As the land reform gained momentum, he then occupied the 540-hectare Trump’s Farm, just outside Bindura, where he is currently farming.

“The turning point in my political journey was to come in 2008 when we lost the Bindura South seat to the opposition. When then President Robert Mugabe visited Reward Marufu, brother to Grace, he asked us (me and Reward) if we were happy to be farming in a seat being controlled by the opposition. We share neighbouring farms with Reward.

“So we began working on reclaiming lost ground. I was only a chairman of a political district but was tasked to be the chairperson of an administrative district as we prepared for the run-off in 2008.

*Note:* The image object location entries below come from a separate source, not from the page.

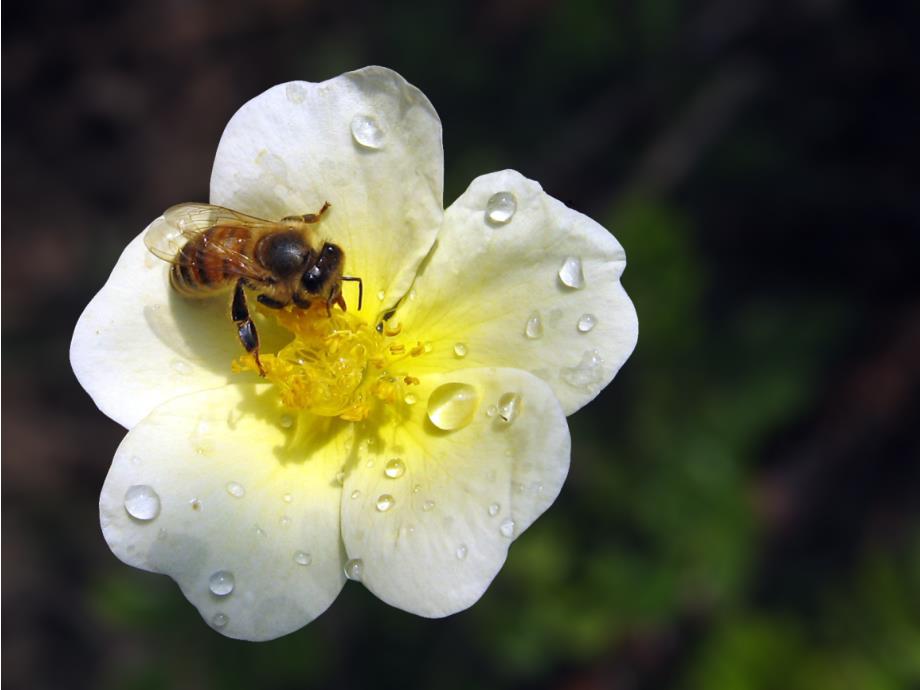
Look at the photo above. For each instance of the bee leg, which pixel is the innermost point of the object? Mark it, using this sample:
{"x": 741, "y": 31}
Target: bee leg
{"x": 245, "y": 328}
{"x": 314, "y": 217}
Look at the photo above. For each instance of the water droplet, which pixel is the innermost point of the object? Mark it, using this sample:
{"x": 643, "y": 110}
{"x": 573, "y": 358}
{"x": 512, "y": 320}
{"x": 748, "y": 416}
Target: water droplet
{"x": 533, "y": 329}
{"x": 221, "y": 583}
{"x": 367, "y": 132}
{"x": 295, "y": 92}
{"x": 587, "y": 374}
{"x": 500, "y": 208}
{"x": 586, "y": 323}
{"x": 142, "y": 502}
{"x": 509, "y": 407}
{"x": 354, "y": 569}
{"x": 394, "y": 468}
{"x": 452, "y": 405}
{"x": 570, "y": 273}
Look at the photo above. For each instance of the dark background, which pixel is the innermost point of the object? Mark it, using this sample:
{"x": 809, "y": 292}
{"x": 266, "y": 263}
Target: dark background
{"x": 742, "y": 511}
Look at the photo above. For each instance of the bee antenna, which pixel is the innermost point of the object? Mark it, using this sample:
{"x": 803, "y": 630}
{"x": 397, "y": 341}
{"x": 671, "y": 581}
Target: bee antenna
{"x": 360, "y": 288}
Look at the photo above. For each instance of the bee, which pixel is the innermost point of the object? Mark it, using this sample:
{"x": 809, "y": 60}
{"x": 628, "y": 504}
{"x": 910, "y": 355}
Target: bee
{"x": 213, "y": 250}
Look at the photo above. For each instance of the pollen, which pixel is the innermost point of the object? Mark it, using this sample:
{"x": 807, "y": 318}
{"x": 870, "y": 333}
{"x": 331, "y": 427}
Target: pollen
{"x": 335, "y": 365}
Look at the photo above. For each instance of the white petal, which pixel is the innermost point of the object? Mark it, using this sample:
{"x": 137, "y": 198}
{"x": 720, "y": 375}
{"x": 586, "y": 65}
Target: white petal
{"x": 463, "y": 495}
{"x": 292, "y": 148}
{"x": 484, "y": 281}
{"x": 138, "y": 343}
{"x": 234, "y": 496}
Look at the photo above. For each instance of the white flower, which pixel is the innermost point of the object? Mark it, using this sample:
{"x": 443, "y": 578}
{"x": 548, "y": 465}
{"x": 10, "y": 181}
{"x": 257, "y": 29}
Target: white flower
{"x": 412, "y": 460}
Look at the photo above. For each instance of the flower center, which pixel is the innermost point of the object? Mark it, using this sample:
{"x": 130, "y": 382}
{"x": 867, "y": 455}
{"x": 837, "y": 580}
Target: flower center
{"x": 335, "y": 366}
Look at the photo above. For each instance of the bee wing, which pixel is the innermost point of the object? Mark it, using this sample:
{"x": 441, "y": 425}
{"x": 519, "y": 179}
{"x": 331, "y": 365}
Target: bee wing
{"x": 168, "y": 234}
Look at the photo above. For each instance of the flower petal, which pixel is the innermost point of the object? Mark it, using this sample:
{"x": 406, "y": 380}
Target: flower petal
{"x": 299, "y": 145}
{"x": 433, "y": 532}
{"x": 233, "y": 496}
{"x": 138, "y": 343}
{"x": 485, "y": 281}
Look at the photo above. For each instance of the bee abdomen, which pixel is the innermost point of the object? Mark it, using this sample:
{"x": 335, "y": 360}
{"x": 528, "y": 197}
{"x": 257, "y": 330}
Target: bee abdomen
{"x": 205, "y": 266}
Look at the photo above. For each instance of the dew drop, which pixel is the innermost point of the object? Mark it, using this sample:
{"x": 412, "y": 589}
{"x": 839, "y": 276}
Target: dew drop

“From 2008 until 2012 when the district co-ordinating committees were abolished, I was chairman. That is the period when I laid the ground for my 2013 campaign and it was not difficult to win the seat come election time.”

The same year that the DCCs were abolished, Matangira says he lost his mines to Saviour Kasukuwere.

“The wrangle has not been resolved and we are waiting for the current electoral process to be done then we see how the issue can be put to rest. I was accused of belonging to the Lacoste outfit, hence they took away my mines.”

With the crushing victory of the opposition in the recent election, Matangira believes that the only way is forward.

“We are going to be more vicious in our victory in the next election, we don’t want to see the opposition this side. And this was by far the most difficult election in Zimbabwe ever. Imagine you had to love your enemy, and love them we did. We never spoke ill of the enemy, we only preached our message, what we had to offer the electorate. And going forward that is the message that we are going to be spreading, what we have to offer the voter, not what the guy next door is doing or not doing.”

Truly a larger-than-life character, Matangira, whose dreadlocks might mislead one to assume that he is a drinker and smoker, is a teetotaller married to four wives, who all live harmoniously at his Bindura farm and is father to a brood of 24, 16 boys and eight girls.

“I a farmer, miner and politician. But before I am all these, I am a family man.”